MARIA JORDAN: MEASURABLE RESULTS FROM MANY SMALL PLACES

Emerging British songbird, Maria Jordan, is the epitome of the self-made artist. She can trace her love of music back to five-years old. She walked away from a significant part of her life and education to pursue a dream and single-handedly turned her craft from Monday open mic nights to a full-time career musician. And while that determination shows that Jordan has the chops to succeed in the cutthroat nature of her industry, those brave decisions have the most humble of origins–her mom.

“I have this memory of being five-years old eavesdropping on my mum listening to U2’s Joshua Tree album,” Jordan recalled. “After hearing that album, I was hooked on music forever.” But a mother’s influence on her child is often the result of “hindsight being 20/20 and in the case of Jordan, the influence didn’t stop there.

“Whenever we went out in the car with mum, she would always get my sister and I singing songs in rounds to keep us occupied, and I always remember how good it felt.”

But it was a chance, and ever so slight, lesson provided by her mother that forever changed the fledgling artist and provided the medium that would unleash a veritable floodgate of songs that Jordan had in her. After teaching Jordan a few basic chords on a guitar, she took the newfound instrument for a week and came back with ten written songs. “I always had melodies kicking around in my head,” she said. “Before that my melodies were just melodies but as soon as I played chords, the melodies became song, something real.”

As her craft grew, Jordan became enraptured with the pop acts of the day–The Cranberries, Nirvana and Green Day. But later in her teens, she discovered the power of the female vocalist in the likes of Alanis Morrisette, Sheryl Crow and Sarah McLachlan and her interests went from the garages of friends to something much more personal. “I found a love of music that went to a deeper level,” she said. “These women wrote their songs and sang them in such an individual way and the world embraced them. I love the way that the simplicity of one instrument and a beautiful voice could move me so much.”

This awakening made the now 17-year old walk away from an art education to pursue music full-time. “I really loved art as a creative release but it was very solitary,” Jordan said. “For me I need the interaction that comes with performance. The more I studied art, the more I longed to perform and write and eventually it got to the point where I had to walk away and dedicate 100 percent to music.”

Her first live performances were at Manchester’s Night & Day Café.
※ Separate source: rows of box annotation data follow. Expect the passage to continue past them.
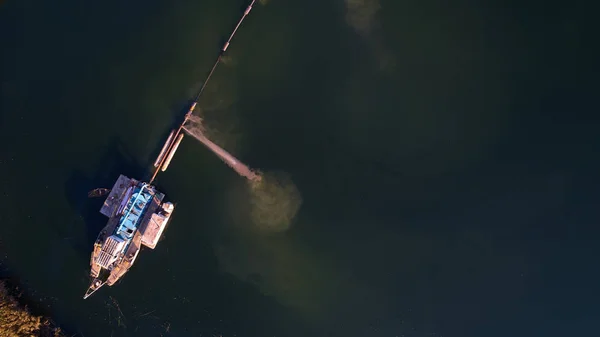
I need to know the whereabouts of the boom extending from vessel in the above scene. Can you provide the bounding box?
[83,0,256,299]
[150,0,256,184]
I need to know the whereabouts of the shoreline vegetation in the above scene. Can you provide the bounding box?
[0,280,64,337]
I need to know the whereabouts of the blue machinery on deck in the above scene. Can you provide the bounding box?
[149,0,256,184]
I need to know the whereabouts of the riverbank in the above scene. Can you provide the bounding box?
[0,281,64,337]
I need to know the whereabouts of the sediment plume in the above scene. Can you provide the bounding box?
[183,116,261,182]
[250,172,302,232]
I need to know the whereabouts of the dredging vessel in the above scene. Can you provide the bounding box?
[83,0,256,299]
[83,130,183,299]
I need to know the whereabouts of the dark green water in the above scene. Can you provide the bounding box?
[0,0,600,337]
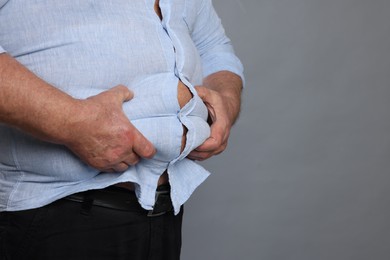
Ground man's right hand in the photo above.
[64,86,156,172]
[0,53,155,172]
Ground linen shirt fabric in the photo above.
[0,0,243,214]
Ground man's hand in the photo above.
[188,71,242,161]
[0,53,155,172]
[64,86,155,172]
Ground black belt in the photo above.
[64,184,173,217]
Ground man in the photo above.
[0,0,243,260]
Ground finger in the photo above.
[123,153,140,165]
[196,122,228,152]
[113,162,129,172]
[195,86,210,101]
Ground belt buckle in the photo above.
[147,190,172,217]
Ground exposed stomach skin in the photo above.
[116,80,193,190]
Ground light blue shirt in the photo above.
[0,0,242,213]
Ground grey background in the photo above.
[182,0,390,260]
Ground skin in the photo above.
[0,1,242,175]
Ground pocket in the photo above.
[0,208,47,260]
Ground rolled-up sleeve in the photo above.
[192,0,244,81]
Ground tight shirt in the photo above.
[0,0,242,214]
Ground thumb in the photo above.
[108,85,134,103]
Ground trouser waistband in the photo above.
[63,184,173,217]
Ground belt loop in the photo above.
[80,191,93,216]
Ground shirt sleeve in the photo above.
[191,0,244,81]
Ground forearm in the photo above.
[0,54,76,143]
[203,71,243,125]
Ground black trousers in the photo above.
[0,188,183,260]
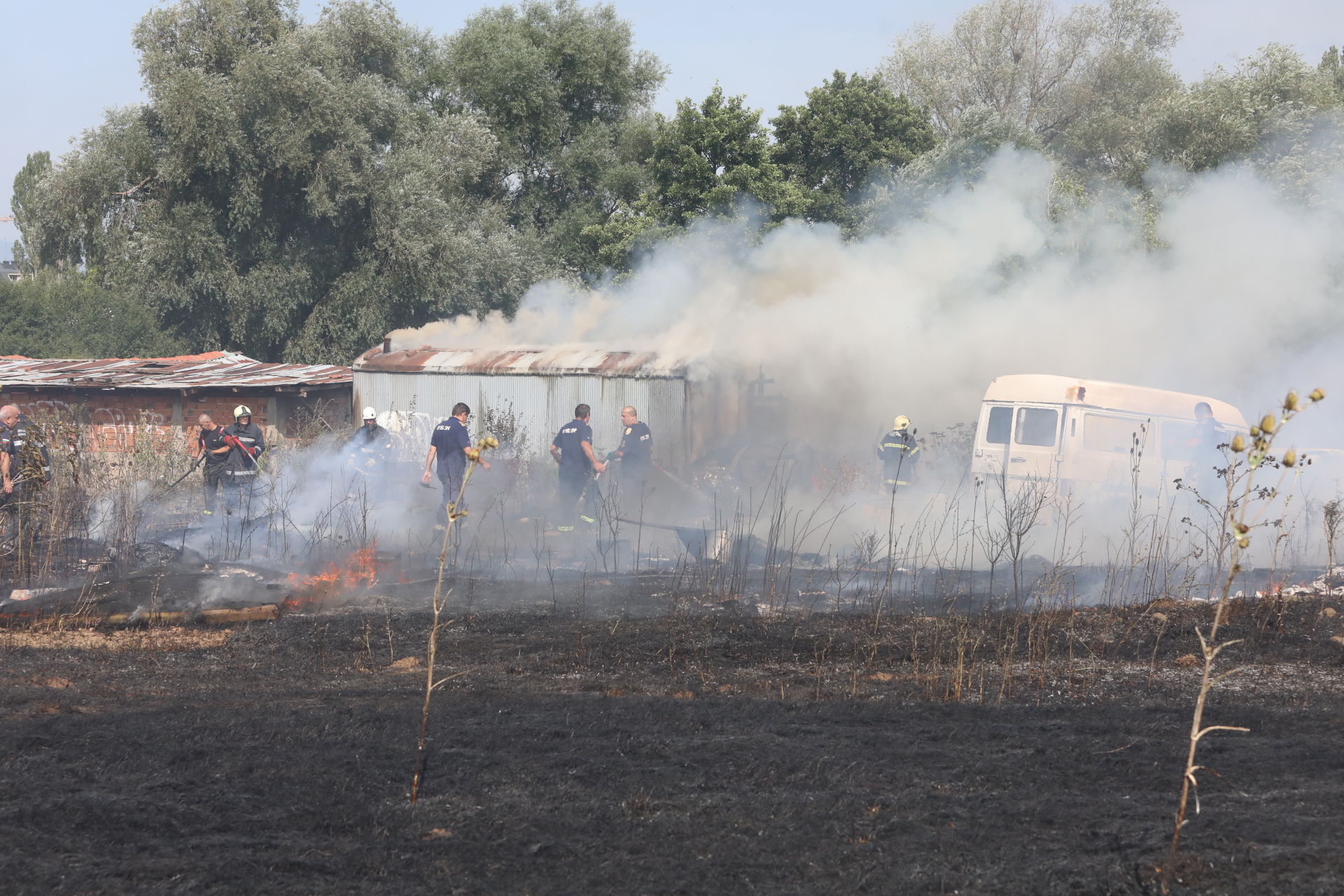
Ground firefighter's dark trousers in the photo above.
[200,461,225,513]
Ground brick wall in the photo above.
[0,388,351,453]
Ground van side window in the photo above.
[1163,421,1199,461]
[1084,414,1145,454]
[985,407,1012,444]
[1014,407,1059,444]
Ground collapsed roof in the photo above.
[0,352,352,391]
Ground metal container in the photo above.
[354,342,742,469]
Showcasing three or four originals for the attending crowds on Monday nights gave Jordan a small-time taste of her big-time potential. “I loved the way I could use my voice and guitar to draw in an audience. It was such an unbelievable feeling.”

In 2001, she was introduced to former Elvis Costello drummer; David Heyes and he became a band mate and music confidant almost immediately. They would go on to establish their own indie label JTC Records as a vehicle to get their music out. In 2005, Jordan released a four-track demo and began shopping it to the major labels in the UK. After garnering much interest she met Mark Jackson (Terra Firma/One Little Indian Records) and he convinced her to release her first single along with Heyes in “Love of My Life.” After the single received critical radio acclaim, Jordan was ready to lay down an album. “I chose my ten strongest songs and began working on the album with producer John Kettle. For me this was the first time I had seen my songs really come to life so it was a very magical process.” The full-length Landslide was the result of that studio time and spreading wherever she could became the paramount goal.
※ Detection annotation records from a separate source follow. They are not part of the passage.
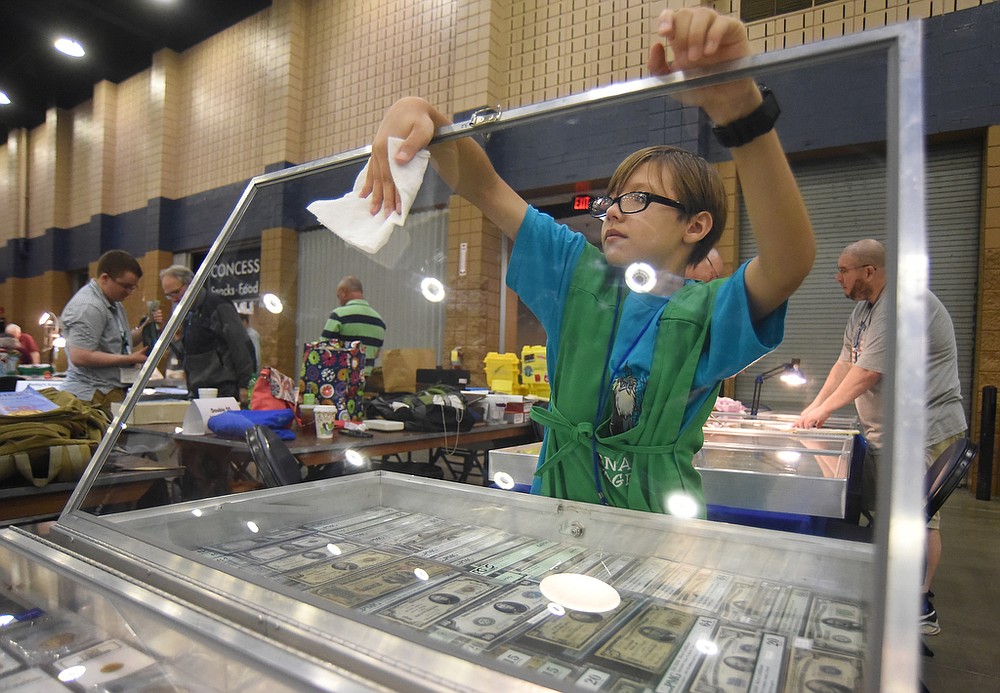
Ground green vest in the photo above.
[531,247,718,517]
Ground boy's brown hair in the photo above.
[97,250,142,279]
[608,145,726,265]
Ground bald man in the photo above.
[794,238,967,635]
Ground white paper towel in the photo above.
[307,137,430,254]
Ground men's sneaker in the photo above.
[920,595,941,635]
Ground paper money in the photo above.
[608,676,649,693]
[719,578,783,628]
[767,587,812,637]
[785,649,861,693]
[469,539,556,576]
[594,604,695,674]
[806,597,865,656]
[691,626,760,693]
[379,576,498,628]
[524,597,635,654]
[302,508,410,533]
[439,584,549,643]
[311,558,449,606]
[286,549,399,585]
[614,556,677,595]
[654,616,719,693]
[672,568,735,614]
[750,633,788,693]
[264,537,361,573]
[414,526,497,563]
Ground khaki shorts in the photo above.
[861,431,965,529]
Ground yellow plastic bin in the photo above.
[483,351,519,395]
[521,346,549,399]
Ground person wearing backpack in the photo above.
[160,265,256,404]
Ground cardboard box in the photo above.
[111,399,191,426]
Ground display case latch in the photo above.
[559,521,584,539]
[469,104,503,128]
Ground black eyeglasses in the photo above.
[590,191,687,219]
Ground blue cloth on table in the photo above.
[208,409,295,440]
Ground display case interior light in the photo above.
[260,293,285,315]
[52,36,87,58]
[750,359,808,417]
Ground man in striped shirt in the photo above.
[323,275,385,377]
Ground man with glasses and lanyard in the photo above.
[794,238,967,635]
[60,250,146,413]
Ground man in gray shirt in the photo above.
[795,239,967,635]
[60,250,146,411]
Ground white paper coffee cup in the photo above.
[313,404,338,438]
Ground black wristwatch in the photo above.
[712,86,781,147]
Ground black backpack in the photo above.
[365,385,480,433]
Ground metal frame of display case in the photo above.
[5,22,928,691]
[47,472,873,692]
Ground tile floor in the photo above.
[922,488,1000,693]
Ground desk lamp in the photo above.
[750,359,806,418]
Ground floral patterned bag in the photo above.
[299,339,365,421]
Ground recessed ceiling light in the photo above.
[54,36,87,58]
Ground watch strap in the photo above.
[712,86,781,147]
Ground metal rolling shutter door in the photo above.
[736,141,982,417]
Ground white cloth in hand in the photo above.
[307,137,430,254]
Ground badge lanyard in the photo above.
[590,284,623,505]
[108,303,132,354]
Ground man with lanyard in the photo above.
[794,238,967,635]
[60,250,146,413]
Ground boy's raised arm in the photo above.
[361,97,528,239]
[649,7,816,318]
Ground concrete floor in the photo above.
[922,488,1000,693]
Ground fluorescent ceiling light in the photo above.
[54,36,87,58]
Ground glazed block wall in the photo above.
[302,0,460,159]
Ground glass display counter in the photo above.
[694,414,864,519]
[0,527,378,693]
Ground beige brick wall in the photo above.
[255,228,302,377]
[969,125,1000,494]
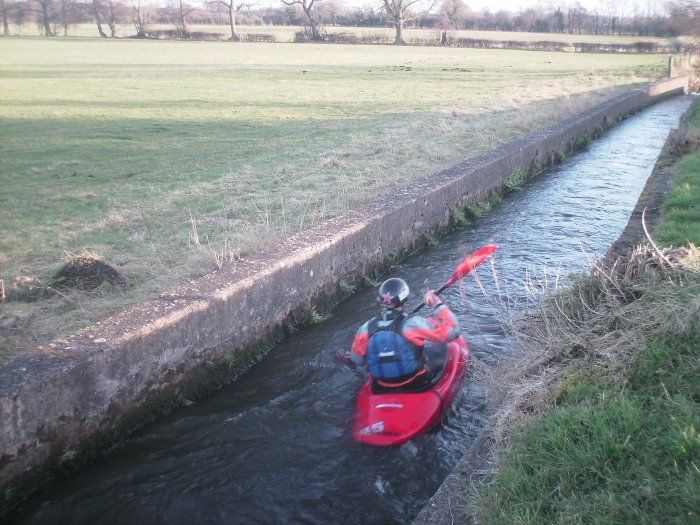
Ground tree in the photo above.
[382,0,437,46]
[171,0,194,38]
[57,0,80,36]
[282,0,323,42]
[0,0,10,35]
[668,0,700,36]
[129,0,153,38]
[204,0,257,42]
[440,0,467,30]
[86,0,107,38]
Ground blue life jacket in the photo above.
[367,315,422,379]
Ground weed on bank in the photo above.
[472,102,700,524]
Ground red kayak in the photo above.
[352,337,469,446]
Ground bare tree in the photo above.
[171,0,194,38]
[85,0,107,38]
[37,0,56,36]
[668,0,700,36]
[204,0,257,42]
[57,0,79,36]
[282,0,323,42]
[382,0,437,46]
[105,0,123,38]
[129,0,153,38]
[0,0,10,35]
[440,0,467,30]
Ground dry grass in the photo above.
[486,245,700,447]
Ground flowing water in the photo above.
[8,97,690,525]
In promoting the album here in the States, Jordan recently completed her first “across the pond” tour. The jaunt spanned Maine to New Jersey and being her first series of shows Stateside, Jordan admitted she “kept it intimate and acoustic.” The tour had her headlining and sharing stages with a myriad of artists and was live proof that her music has the ability to reach beyond the UK familiars to new audiences abroad. “I had such a great time and the crowds in the US are amazing. They have a lot of respect for musicians who get out and tour independently,” she recalled.

Now under the wing of Warner International and AFE Europe, Jordan is actively looking forward while still garnering awareness for her debut.
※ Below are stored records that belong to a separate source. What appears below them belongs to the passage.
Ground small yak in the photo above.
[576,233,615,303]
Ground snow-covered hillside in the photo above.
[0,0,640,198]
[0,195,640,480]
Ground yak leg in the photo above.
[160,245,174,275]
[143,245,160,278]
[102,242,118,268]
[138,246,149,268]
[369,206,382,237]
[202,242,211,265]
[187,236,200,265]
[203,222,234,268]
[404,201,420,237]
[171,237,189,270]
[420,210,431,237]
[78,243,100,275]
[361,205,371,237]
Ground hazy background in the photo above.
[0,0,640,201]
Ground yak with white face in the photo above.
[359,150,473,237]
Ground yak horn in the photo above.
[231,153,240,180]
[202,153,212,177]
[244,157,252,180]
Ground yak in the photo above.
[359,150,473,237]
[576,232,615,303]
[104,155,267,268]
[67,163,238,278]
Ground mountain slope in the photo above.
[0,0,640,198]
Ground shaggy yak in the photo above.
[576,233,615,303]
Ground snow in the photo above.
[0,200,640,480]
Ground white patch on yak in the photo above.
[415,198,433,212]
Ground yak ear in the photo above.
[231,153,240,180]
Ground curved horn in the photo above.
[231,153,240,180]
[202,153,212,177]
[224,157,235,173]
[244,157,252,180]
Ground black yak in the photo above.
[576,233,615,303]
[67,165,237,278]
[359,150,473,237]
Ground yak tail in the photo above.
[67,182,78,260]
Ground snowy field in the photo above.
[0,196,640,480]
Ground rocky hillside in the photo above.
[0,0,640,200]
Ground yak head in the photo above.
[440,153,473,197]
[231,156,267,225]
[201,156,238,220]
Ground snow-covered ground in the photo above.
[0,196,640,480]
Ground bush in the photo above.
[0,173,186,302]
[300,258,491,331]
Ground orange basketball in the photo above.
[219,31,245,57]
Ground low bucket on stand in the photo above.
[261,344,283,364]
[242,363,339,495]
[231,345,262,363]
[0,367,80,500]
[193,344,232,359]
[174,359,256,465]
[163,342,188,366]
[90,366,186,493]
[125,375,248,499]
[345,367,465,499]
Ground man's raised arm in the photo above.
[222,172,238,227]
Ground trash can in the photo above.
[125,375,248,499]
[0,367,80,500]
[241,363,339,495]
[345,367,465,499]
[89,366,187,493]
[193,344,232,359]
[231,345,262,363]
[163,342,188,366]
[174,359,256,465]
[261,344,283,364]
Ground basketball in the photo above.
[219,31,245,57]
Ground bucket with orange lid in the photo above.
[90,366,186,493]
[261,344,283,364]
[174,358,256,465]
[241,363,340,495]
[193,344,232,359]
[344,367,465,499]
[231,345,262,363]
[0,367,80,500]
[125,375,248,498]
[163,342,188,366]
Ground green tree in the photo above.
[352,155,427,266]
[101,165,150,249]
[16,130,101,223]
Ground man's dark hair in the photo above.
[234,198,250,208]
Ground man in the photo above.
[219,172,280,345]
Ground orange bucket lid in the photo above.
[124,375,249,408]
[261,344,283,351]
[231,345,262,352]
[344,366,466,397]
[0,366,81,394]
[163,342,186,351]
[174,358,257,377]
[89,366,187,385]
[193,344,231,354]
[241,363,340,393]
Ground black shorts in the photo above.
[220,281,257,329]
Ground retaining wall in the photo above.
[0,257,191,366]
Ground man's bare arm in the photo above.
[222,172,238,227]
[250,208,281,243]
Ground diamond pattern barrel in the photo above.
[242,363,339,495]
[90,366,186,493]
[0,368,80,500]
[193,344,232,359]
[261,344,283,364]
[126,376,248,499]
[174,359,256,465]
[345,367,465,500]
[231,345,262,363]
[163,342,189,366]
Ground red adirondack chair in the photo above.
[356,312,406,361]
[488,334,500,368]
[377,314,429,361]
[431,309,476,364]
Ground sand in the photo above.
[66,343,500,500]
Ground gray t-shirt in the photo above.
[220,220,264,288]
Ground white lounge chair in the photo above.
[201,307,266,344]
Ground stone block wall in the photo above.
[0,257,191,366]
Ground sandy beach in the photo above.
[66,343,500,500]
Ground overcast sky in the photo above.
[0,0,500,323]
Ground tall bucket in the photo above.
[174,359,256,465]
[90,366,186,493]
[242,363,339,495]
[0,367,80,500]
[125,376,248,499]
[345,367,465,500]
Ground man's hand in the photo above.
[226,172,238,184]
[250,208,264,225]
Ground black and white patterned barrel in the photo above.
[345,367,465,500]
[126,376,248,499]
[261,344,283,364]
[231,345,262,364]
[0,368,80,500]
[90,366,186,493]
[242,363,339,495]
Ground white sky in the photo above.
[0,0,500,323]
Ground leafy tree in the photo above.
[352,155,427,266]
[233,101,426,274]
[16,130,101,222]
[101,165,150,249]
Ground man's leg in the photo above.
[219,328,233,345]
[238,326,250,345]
“I have been writing for many years and have over 200 songs in my catalogue, so now that I have a publisher, we can look into getting the album out further afield and placing my other songs…I still actively promote Landslide and I still love performing it but I am itching to get back into the studio,” she said in closing. “As a writer and a performer I have definitely matured over the last few years so I can’t wait to get working on the next album.”